Is Congress weakest link in DMK-led alliance in Tamil Nadu?

Bihar debacle will reduce bargaining power of the party in 2021 polls, feel DMK supporters 
DMK president MK Stalin (Photo | EPS)
DMK president MK Stalin (Photo | EPS)

CHENNAI: Will the Congress’ poor show in Bihar weaken its prospects all way down in Tamil Nadu? Seems likely. Though the local Congress leaders are trying to put on a brave face, DMK supporters are of the opinion that the Bihar debacle will reduce the grand old party’s bargaining power when it comes to seat sharing in Tamil Nadu. 

Having won a mere 19 of the 70 seats it contested in, the Congress dragged down the Mahagathbandan with it in Bihar. Soon after, DMK supporters piled on to Twitter expressing hope that the Dravidian major would remember this during the seat sharing for 2021 Assembly elections. The apprehension is not entirely unfounded. 

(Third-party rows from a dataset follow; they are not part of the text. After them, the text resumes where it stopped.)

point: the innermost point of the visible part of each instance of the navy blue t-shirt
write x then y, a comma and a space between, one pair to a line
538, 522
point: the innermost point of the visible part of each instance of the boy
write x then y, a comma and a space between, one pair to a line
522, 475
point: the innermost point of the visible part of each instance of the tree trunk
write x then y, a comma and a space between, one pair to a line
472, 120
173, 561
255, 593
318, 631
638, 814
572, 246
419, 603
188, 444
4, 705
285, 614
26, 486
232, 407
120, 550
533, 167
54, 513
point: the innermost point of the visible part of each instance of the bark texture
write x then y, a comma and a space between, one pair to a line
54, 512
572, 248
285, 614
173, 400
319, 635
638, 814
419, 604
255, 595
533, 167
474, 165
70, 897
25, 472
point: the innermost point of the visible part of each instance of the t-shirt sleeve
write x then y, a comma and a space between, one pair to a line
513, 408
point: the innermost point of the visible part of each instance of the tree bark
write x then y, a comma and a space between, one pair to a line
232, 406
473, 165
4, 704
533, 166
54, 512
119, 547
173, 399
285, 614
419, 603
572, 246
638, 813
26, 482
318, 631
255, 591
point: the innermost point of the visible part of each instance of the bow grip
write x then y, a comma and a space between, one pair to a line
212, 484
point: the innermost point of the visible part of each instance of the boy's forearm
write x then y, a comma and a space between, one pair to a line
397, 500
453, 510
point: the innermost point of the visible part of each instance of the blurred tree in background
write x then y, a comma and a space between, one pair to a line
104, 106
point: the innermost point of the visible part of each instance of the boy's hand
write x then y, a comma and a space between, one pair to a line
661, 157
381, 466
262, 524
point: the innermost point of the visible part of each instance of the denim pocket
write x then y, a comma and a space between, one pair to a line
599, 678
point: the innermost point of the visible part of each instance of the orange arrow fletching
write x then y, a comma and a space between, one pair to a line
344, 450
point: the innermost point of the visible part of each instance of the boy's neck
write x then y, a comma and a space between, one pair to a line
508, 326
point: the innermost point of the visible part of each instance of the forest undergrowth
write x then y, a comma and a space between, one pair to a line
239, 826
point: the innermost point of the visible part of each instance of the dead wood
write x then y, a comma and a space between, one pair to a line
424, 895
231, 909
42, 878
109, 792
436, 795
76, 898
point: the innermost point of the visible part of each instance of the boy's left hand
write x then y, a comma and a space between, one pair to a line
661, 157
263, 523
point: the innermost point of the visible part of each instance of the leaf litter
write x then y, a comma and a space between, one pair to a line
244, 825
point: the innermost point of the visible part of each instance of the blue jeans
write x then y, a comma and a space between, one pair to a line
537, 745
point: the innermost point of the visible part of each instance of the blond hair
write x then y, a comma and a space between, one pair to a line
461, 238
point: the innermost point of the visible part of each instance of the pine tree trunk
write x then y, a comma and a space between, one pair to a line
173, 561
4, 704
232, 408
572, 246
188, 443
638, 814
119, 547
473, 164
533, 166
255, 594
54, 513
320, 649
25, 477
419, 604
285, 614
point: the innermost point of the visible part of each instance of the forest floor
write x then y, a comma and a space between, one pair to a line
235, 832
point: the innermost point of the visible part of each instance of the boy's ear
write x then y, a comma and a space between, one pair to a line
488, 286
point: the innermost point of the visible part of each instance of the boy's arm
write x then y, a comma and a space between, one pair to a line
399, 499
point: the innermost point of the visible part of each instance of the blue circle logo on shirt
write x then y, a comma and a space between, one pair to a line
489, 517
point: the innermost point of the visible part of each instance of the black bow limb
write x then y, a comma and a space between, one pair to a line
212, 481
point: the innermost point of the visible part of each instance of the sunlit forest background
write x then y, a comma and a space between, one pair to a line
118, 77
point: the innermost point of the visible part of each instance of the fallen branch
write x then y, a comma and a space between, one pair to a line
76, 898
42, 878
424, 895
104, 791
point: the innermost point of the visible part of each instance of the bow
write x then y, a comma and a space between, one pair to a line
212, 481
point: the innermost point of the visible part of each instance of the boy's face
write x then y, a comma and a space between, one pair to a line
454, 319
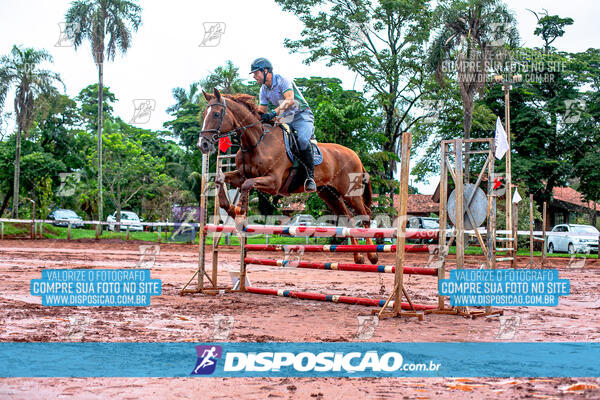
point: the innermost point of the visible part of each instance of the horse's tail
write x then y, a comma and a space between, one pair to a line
368, 191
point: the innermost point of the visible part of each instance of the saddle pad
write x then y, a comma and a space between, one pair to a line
317, 155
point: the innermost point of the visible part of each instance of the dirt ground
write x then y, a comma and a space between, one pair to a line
257, 318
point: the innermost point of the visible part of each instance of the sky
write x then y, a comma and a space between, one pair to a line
168, 50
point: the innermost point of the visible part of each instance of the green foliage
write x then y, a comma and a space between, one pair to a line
88, 98
383, 42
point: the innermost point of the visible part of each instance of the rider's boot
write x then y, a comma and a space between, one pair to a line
306, 159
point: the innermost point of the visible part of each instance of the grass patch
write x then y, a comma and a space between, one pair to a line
55, 232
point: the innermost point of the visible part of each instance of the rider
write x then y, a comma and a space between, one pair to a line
283, 94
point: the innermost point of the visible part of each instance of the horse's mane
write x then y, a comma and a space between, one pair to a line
246, 100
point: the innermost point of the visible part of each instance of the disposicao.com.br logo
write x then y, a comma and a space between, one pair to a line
317, 363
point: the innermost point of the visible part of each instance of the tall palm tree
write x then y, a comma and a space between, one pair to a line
471, 32
22, 69
96, 21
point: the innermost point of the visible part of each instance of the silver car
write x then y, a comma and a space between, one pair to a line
572, 238
128, 218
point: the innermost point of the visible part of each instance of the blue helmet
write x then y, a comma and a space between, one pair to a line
260, 64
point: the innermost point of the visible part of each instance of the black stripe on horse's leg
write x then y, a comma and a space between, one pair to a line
336, 204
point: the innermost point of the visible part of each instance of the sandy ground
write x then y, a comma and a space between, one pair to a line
256, 318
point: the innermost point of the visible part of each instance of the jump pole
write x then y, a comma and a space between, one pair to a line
340, 299
399, 290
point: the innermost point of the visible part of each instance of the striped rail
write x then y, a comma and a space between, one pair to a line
383, 248
322, 231
390, 269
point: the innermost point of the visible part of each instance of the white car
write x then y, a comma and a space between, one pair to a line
572, 238
128, 218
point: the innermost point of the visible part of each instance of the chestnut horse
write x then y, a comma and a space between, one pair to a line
262, 163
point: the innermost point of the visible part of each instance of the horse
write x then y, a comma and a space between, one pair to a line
262, 163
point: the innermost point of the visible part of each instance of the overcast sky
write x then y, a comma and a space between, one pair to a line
167, 51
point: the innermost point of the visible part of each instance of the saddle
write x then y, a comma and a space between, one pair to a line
290, 139
297, 174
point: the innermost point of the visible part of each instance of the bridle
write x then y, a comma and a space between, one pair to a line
217, 134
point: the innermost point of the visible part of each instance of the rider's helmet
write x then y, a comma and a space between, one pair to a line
260, 64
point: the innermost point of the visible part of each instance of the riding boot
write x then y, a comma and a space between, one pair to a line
306, 159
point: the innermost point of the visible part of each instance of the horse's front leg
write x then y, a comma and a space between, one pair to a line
268, 184
233, 178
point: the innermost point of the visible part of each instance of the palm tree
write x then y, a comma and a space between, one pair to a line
472, 32
21, 69
95, 21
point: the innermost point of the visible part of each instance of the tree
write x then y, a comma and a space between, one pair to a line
22, 69
471, 32
383, 42
550, 28
227, 80
95, 21
129, 168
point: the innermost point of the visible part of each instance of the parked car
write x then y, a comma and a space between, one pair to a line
302, 220
128, 218
62, 217
573, 238
427, 224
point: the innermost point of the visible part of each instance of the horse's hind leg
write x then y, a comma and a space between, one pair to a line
235, 179
336, 204
356, 203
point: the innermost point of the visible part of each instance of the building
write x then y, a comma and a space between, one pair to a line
568, 206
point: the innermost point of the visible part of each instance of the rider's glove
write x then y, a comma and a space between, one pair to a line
266, 117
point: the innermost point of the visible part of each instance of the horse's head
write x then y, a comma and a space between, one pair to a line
217, 122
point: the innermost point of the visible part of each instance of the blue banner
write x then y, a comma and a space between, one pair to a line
504, 287
299, 359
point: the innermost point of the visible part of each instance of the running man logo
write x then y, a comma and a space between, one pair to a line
207, 359
508, 327
212, 34
142, 110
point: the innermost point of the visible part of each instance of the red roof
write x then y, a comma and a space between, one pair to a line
570, 195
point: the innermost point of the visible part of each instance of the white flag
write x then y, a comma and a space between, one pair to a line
500, 140
516, 196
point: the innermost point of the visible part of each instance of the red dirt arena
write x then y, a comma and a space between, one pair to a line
257, 318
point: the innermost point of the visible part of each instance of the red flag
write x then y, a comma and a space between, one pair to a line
497, 183
224, 144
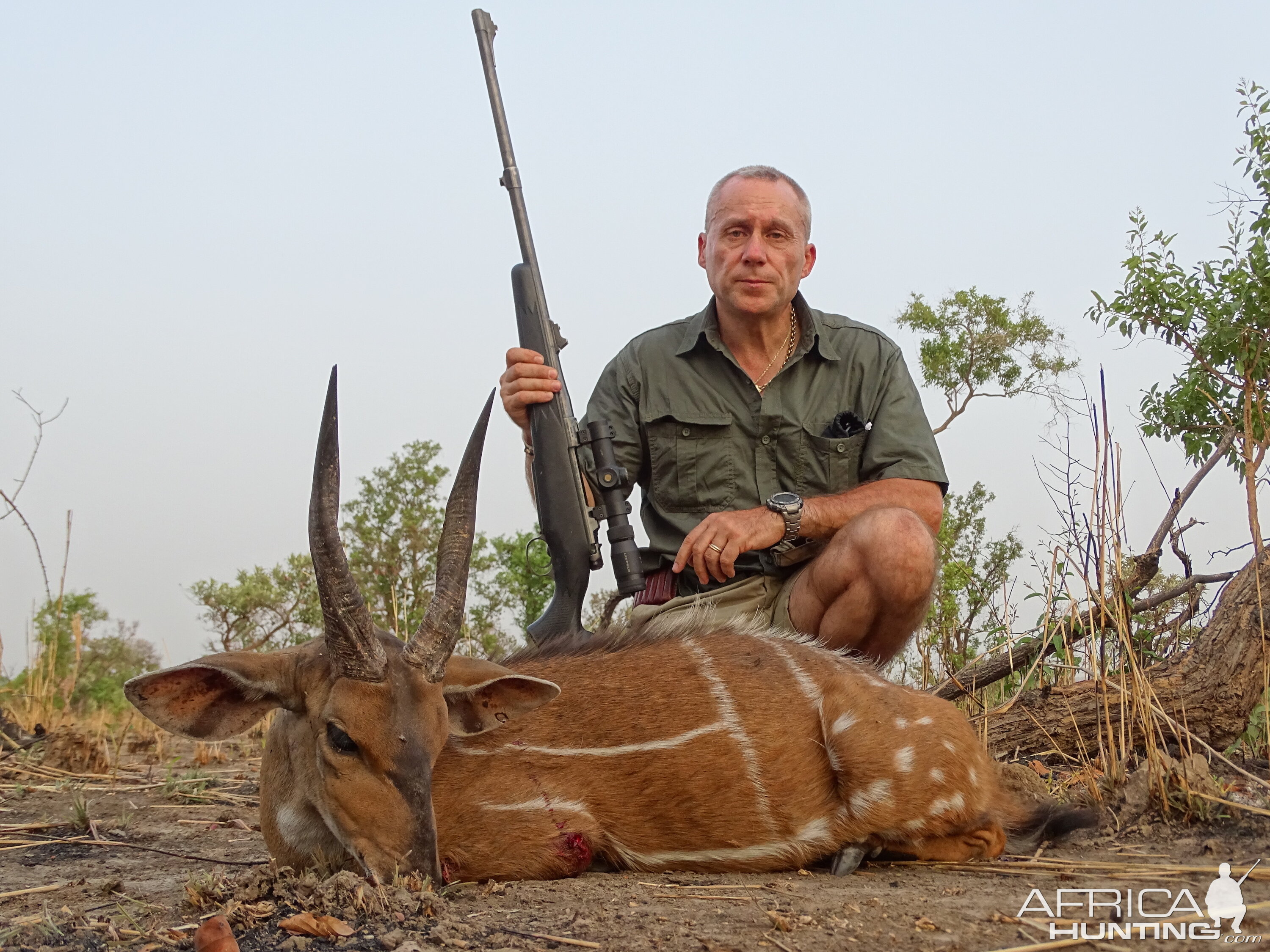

In 2016, for instance, the Congress managed to win only 8 out of 41 seats it managed to wrest from the DMK as an ally. Had the DMK retained 20 of those 41 given to Congress, it may have won 15 helping it come to power in 2019 following the bypolls held to 22 Assembly seats, feel some. The Congress, however, likes to use a different yardstick — the 2019 Lok Sabha polls, where it won 8 of 9 seats allotted.  
The argument does not hold water as the DMK swept the parliamentary polls on an anti-BJP poll pitch. The problem here, according to DMK insiders, has more to do with the Congress’ choice of candidates than its ground strength. “There is nothing wrong in allocating a fair number of seats to them but we have to be careful about which candidates are being fielded in the seats. Most of the time, the Delhi leadership gives seats to people not well-connected to the constituency making their defeat inevitable,” a frontline DMK leader said, pointing to the fact that the alliance’s only loss in 2019 was in Theni.  

“They could have given the Theni seat to anyone linked to the Madurai region. Instead the seat was knowingly lost by allocating it to EVKS Elangovan who has no connection with the constituency. This time, we will directly approach the Congress national leadership if we need to change any candidate to ensure the victory of our alliance,” the leader said. 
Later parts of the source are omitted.